После предъявления обвинения уполномоченный ОГПУ Александров снова допросил священника. «В предъявленном мне обвинении в антисоветской агитации против советской власти я виновным себя не признаю, — ответил отец Виктор, — так как во всё время моей службы в селе Хлыстовка священником я всё время был увлечен религией. <…> В селе имелся посев в одну десятину, я его передал в сельсовет безвозмездно. Во время закрытия церкви, а также и при открытии ее, я в селе Хлыстовке не был <…>, а также не участвовал ни в какой антисоветской агитации, и когда в селе Хлыстовка проходило массовое выступление женщин, я про это не знал и находился в Краснослободске. Во время Пасхи 20 апреля 1930 года меня пригласило крестьянство села Хлыстовка отслужить обедню, на что я согласился, а после обедни ходил по домам и служил молебны…»

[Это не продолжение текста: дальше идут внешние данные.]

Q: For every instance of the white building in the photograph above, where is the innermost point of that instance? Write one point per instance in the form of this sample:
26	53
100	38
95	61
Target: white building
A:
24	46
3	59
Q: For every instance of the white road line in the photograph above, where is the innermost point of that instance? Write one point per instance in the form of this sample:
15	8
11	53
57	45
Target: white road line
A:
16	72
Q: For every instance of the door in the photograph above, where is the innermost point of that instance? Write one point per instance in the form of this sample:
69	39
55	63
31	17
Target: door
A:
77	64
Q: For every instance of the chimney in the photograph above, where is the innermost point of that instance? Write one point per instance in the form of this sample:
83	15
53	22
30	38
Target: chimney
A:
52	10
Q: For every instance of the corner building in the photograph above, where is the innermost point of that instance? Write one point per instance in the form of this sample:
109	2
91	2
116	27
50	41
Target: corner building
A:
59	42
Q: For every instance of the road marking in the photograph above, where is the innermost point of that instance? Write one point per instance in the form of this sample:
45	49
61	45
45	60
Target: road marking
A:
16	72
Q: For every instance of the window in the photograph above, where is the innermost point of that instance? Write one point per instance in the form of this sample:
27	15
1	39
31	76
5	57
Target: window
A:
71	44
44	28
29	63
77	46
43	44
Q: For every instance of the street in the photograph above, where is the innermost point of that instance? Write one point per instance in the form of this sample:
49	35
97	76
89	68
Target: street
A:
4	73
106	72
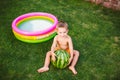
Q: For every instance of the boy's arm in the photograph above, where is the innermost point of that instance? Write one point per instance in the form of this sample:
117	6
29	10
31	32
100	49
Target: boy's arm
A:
54	44
71	48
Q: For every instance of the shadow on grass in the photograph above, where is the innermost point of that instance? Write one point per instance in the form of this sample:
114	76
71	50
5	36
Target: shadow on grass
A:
114	17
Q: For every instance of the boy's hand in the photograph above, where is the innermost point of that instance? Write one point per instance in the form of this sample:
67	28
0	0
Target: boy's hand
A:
70	60
53	57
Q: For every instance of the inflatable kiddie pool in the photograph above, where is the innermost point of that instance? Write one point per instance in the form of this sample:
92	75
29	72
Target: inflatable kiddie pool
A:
34	27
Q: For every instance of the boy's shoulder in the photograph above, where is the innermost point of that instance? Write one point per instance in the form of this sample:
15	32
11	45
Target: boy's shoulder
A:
57	36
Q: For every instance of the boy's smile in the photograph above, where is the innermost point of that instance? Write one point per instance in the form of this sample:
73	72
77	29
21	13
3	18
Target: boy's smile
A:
62	32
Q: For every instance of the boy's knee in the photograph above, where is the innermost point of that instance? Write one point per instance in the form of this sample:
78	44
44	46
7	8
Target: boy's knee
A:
49	53
77	53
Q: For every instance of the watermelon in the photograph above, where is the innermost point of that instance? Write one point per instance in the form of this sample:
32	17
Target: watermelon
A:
62	59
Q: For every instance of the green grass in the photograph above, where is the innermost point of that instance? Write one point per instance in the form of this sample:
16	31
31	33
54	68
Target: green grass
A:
95	32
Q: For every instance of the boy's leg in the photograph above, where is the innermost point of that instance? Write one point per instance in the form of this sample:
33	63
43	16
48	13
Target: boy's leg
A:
46	64
74	61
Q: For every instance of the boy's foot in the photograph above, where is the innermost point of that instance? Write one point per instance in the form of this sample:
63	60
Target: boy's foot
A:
73	69
43	69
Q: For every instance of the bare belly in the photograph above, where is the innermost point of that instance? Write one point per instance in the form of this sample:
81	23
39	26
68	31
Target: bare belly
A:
64	47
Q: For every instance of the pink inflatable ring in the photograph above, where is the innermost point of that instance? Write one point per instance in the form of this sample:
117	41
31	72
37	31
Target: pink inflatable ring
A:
34	27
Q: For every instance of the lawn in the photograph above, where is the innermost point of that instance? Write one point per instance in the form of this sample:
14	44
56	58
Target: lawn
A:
95	32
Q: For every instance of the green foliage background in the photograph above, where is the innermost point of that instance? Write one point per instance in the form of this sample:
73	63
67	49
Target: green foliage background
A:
95	32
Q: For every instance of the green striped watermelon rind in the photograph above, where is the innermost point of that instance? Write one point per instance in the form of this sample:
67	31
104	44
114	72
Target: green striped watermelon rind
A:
62	59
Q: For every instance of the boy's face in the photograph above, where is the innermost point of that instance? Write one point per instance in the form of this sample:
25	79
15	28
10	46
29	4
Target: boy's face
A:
62	31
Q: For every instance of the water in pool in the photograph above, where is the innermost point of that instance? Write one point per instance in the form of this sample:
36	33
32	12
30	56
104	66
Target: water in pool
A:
35	25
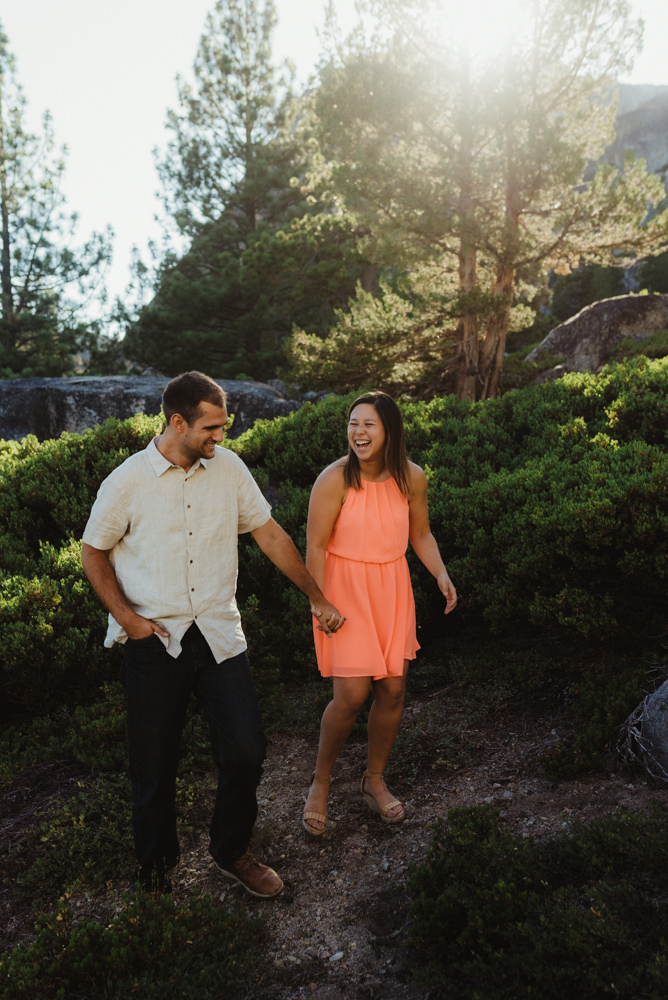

10 января 1931 года тройка при полномочном представительстве ОГПУ Средне-Волжского края заочно приговорила священника и двух крестьян к расстрелу, прочие крестьяне и, в частности, монахиня Геронтия (Ремизова) и инокиня Акилина (Седина), были приговорены к трем и пяти годам концлагерей. Вернувшись на родину, монахиня Геронтия погибла впоследствии от несчастного случая при взрыве керосинки, инокиня Акилина после освобождения из концлагеря жила в доме престарелых, где и скончалась.
Священник Виктор Европейцев был расстрелян 30 января 1931 года во дворе Саранской тюрьмы. Тела расстрелянных складывались в штабель и только к лету были закопаны здесь же, во дворе.